From: Stefan Monnier via "Bug reports for GNU Emacs, the Swiss army knife of text editors" <bug-gnu-emacs@gnu.org>
To: Ihor Radchenko <yantar92@posteo.net>
Cc: 58558@debbugs.gnu.org, Eli Zaretskii <eliz@gnu.org>, larsi@gnus.org
Subject: bug#58558: 29.0.50; re-search-forward is slow in some buffers
Date: Tue, 13 Dec 2022 12:38:13 -0500 [thread overview]
Message-ID: <jwv5yefb556.fsf-monnier+emacs@gnu.org> (raw)
In-Reply-To: <87fsdjwb4e.fsf@localhost> (Ihor Radchenko's message of "Tue, 13 Dec 2022 15:56:33 +0000")
>>> I will look how to do it. Maybe perf probe.
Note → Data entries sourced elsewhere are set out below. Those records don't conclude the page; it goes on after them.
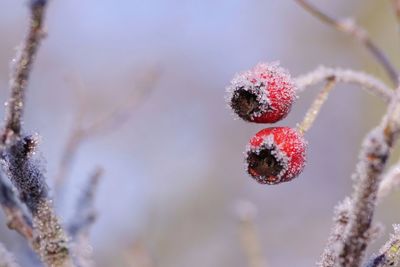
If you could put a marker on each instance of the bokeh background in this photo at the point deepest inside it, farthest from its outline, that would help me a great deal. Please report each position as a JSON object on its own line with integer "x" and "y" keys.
{"x": 174, "y": 170}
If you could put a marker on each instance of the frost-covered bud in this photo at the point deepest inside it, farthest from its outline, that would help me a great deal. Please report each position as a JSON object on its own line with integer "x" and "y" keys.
{"x": 264, "y": 94}
{"x": 276, "y": 155}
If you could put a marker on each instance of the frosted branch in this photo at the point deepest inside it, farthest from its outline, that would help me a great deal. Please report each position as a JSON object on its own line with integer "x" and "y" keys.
{"x": 389, "y": 254}
{"x": 390, "y": 182}
{"x": 6, "y": 258}
{"x": 366, "y": 81}
{"x": 349, "y": 27}
{"x": 27, "y": 176}
{"x": 22, "y": 66}
{"x": 316, "y": 106}
{"x": 372, "y": 161}
{"x": 340, "y": 221}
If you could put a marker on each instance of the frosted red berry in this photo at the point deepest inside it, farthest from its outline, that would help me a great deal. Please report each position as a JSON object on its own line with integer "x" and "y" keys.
{"x": 276, "y": 155}
{"x": 264, "y": 94}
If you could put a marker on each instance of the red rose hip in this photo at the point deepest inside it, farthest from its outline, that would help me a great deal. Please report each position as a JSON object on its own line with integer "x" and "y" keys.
{"x": 276, "y": 155}
{"x": 264, "y": 94}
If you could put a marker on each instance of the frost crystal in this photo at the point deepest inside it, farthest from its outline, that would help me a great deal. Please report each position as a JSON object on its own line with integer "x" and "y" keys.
{"x": 265, "y": 92}
{"x": 276, "y": 155}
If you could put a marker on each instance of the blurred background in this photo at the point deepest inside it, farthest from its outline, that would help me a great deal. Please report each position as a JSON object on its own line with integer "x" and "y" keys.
{"x": 174, "y": 169}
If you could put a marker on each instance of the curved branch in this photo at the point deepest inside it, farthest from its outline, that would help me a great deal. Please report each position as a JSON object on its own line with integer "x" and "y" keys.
{"x": 367, "y": 81}
{"x": 358, "y": 33}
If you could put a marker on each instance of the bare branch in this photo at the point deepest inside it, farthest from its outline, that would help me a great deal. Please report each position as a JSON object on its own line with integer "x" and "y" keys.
{"x": 372, "y": 161}
{"x": 366, "y": 81}
{"x": 349, "y": 27}
{"x": 389, "y": 254}
{"x": 316, "y": 106}
{"x": 110, "y": 122}
{"x": 22, "y": 68}
{"x": 6, "y": 258}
>>> I guess, it will be useful to compile Emacs with debug symbols at this
>>> point.
>>
>> AFAIR, you can ask perf to profile a single function, and you can ask
>> it to annotate the profile with the source code.
>
> I now compiled Emacs with debug symbols, waited enough to see observable
> increase in the benchmark-run timing, and recorded the perf data.
>
> buf_bytepos_to_charpos is still on the top
>
> 78.06% emacs emacs [.] buf_bytepos_to_charpos
> 3.00% emacs emacs [.] re_match_2_internal
> 1.05% emacs emacs [.] find_interval
> 1.04% emacs emacs [.] CHAR_TABLE_REF_ASCII
> 0.85% emacs emacs [.] make_lisp_symbol
> 0.80% emacs emacs [.] re_search_2
> 0.76% emacs emacs [.] builtin_lisp_symbol
> 0.62% emacs emacs [.] PSEUDOVECTORP
AFAIK the main places where we call `buf_bytepos_to_charpos` from
`re_match_2_internal` is via the `SYNTAX_TABLE_BYTE_TO_CHAR` macro, used
for regexp elements that depend on syntax tables (i.e. \<, \>, \_<, ...).
But I'd expect those to be executed "frequently&closely" enough that the
`cached_(byte|char)pos` data should almost always be nearby, making the
call to `buf_bytepos_to_charpos` fairly cheap (more specifically
the `for (tail = BUF_MARKERS (b);...` loop should not iterate many
times, regardless how many markers there are).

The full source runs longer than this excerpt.